Saturday, October 28, 2023

In SDNY Trial Neil Phillips Guilty of Rand Manipulation Costing Morgan Stanley $20M


By Matthew Russell Lee, Patreon Substack

SDNY COURTROOM, Oct 25 -  In the U.S. District Court for the Southern District of New York on January 5, a detention or bond proceeding was held by Magistrate Judge Sarah Netburn on Neil Phillips, charged with commodities fraud for manipulating the exchange rate of the South African rand and US dollar.

Jump-cut to October 18, 2023: Morgan Stanley's head of FX for the Americas back on that fateful Christmas night was on the stand, calling MS' barrier proprietary. Had he ever met Phillips, at Glenpoint Capital? He said he had...

On October 19 while an expert witness told the jury about delta, letters flew about a chat and audio of Rahul Kamath, with Phillips trying to keep it out. His legal team points to a phrase from the 3500 material, "Ha[ve] not been able to figure out way for Nomura New York employee to authenticate audio without running into privilege issue."

On October 21, Saturday, the prosecutors filed a 7 page letter seeking to limit and blunt the Friday testimony of Andrew Newman, arguing that "Mr. Newman’s testimony on Friday exceeded the scope of his expert disclosure, as well as the scope represented by the defense in their opposition to the Government’s motion in limine, by directly opining on Phillip’s purpose on December 26, 2017. For example, early in Mr. Newman’s testimony, counsel asked Newman, “[B]ased on that analysis what, if any, opinions did you form about trades on December 26, 2017?” and Newman responded, “Yes. So Glen Point’s trading on that was part of a delta replacement strategy for the anticipation of the expiration of the 12.50 onetouch option expiring on January 2."

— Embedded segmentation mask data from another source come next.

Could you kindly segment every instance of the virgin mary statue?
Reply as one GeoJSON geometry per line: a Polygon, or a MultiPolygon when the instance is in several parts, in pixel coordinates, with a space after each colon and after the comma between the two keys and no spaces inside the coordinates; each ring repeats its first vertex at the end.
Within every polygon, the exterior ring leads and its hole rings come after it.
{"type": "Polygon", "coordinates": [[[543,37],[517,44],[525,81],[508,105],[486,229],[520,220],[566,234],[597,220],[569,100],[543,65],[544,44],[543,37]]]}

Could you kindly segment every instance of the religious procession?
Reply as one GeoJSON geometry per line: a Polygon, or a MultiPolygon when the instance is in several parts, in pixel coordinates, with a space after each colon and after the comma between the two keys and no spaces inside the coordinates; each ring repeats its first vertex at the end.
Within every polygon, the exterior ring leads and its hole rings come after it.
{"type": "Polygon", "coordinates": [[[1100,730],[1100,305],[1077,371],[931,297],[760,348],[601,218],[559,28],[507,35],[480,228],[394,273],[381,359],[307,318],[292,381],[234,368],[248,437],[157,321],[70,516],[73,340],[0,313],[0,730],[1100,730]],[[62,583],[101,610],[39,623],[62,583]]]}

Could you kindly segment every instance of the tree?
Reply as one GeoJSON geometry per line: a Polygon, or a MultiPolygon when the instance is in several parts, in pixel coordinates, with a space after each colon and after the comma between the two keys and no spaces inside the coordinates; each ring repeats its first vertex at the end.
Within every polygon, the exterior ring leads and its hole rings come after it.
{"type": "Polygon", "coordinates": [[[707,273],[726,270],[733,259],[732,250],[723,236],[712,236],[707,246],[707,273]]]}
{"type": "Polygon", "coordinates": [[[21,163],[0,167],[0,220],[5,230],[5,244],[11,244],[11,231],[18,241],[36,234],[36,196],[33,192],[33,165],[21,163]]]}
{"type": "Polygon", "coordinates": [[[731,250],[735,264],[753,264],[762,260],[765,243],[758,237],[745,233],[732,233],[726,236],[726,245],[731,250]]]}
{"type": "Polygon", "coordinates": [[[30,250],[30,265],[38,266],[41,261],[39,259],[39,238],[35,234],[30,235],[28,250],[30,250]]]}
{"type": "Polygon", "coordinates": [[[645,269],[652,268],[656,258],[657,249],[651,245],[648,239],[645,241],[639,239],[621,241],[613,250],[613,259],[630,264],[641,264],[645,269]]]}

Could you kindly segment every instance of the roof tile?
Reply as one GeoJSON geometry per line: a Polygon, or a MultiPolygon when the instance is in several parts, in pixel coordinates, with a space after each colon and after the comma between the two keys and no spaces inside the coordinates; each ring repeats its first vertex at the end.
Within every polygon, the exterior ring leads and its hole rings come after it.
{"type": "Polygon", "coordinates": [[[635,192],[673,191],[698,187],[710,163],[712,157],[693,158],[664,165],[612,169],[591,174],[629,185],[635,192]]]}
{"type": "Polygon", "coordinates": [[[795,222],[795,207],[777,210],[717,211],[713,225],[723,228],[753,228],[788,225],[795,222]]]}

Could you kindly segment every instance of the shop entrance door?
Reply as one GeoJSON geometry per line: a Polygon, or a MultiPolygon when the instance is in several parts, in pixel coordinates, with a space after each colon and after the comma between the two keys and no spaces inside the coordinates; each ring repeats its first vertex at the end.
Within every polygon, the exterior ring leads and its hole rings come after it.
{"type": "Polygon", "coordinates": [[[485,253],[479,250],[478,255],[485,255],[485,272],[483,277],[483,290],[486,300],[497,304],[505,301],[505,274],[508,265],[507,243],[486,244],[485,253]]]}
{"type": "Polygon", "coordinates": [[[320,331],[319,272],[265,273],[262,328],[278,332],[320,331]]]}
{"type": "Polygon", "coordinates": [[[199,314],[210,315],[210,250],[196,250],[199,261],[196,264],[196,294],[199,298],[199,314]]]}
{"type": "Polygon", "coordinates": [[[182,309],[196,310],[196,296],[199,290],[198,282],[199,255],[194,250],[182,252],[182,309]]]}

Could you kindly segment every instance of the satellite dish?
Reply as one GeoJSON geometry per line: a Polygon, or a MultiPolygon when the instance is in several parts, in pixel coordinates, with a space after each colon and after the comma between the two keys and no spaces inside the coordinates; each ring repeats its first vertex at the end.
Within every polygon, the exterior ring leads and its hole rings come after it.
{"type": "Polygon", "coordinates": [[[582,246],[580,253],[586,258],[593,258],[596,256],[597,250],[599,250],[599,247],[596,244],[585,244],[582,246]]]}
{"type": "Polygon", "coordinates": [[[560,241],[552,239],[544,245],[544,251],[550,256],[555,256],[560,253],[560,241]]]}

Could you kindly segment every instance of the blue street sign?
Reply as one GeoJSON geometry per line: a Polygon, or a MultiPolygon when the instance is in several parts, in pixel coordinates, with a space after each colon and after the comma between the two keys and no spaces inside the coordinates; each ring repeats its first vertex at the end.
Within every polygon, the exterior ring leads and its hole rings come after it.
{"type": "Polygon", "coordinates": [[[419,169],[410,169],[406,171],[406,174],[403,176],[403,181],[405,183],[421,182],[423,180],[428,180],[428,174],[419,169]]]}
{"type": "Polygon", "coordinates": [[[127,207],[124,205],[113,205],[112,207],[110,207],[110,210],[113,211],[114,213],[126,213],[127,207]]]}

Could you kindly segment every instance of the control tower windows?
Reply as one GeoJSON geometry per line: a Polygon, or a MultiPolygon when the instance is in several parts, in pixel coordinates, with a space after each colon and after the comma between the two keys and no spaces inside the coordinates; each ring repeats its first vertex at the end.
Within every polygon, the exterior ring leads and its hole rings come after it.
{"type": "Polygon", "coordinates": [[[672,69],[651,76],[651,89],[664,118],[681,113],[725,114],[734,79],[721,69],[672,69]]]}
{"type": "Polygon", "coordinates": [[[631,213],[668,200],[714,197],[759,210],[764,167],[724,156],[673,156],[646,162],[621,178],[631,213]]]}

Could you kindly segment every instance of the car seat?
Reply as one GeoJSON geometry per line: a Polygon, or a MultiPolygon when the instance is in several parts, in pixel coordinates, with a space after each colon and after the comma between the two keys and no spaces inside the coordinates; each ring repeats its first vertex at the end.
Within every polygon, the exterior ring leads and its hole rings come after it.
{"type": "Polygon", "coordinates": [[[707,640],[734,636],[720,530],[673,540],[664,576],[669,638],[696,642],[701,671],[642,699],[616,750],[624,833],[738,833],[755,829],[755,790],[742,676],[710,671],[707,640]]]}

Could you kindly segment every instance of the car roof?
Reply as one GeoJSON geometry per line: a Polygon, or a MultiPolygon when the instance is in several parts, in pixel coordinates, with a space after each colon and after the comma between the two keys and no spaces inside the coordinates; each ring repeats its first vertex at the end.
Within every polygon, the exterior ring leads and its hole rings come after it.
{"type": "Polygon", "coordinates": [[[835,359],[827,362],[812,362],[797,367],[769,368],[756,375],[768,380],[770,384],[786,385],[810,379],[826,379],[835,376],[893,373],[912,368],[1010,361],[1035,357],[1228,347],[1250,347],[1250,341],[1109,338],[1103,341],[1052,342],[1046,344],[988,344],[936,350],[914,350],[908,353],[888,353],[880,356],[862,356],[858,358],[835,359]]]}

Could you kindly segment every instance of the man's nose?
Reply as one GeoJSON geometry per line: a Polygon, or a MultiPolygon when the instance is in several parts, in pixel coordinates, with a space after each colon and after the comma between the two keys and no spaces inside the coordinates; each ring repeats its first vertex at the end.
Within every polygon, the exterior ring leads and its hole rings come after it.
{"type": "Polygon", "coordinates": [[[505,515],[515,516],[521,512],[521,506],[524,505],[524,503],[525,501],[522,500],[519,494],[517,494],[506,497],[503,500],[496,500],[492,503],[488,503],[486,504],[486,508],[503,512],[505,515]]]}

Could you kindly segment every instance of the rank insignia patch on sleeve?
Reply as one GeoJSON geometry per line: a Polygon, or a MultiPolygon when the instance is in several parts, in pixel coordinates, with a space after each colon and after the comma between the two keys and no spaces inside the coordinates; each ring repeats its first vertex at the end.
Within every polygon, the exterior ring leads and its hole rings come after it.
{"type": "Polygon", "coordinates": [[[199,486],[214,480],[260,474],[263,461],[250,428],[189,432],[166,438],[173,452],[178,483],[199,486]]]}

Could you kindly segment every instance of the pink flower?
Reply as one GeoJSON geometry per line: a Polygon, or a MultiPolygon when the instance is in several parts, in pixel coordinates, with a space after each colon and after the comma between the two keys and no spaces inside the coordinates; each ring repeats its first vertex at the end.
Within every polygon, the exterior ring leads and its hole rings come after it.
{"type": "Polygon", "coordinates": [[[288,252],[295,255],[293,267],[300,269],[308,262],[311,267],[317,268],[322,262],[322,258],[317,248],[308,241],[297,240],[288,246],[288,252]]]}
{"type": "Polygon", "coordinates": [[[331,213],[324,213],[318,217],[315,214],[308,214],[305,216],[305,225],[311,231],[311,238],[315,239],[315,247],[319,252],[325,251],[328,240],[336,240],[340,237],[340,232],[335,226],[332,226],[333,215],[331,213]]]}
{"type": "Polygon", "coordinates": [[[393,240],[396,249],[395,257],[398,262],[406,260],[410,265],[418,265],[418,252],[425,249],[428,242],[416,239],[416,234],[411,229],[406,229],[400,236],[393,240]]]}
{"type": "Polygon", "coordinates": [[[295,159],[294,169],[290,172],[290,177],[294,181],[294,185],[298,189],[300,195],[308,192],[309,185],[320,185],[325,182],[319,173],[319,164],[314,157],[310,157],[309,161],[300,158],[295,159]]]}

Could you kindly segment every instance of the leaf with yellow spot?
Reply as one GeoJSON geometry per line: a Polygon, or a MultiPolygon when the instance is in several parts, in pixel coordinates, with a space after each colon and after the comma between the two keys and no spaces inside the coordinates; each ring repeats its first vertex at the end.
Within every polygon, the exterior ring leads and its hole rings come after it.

On October 23, the prosecution cross examined Newman about his charts and the Archbishop's midnight mass speech....

On October 25, the jury found him guilty of commodities fraud - but not guilty of conspiracy...

  The US Attorney's Office had agreed to a bond package with Phillips, as it had with Bankman-Fried. In Phillips' case it is a $15 million bond with three publicly named co-signers, two of whom are putting up $250,000 cash.

  By contrast, Sam Bankman-Fried tried to keep his two co-signers secret. Inner City Press first opposed.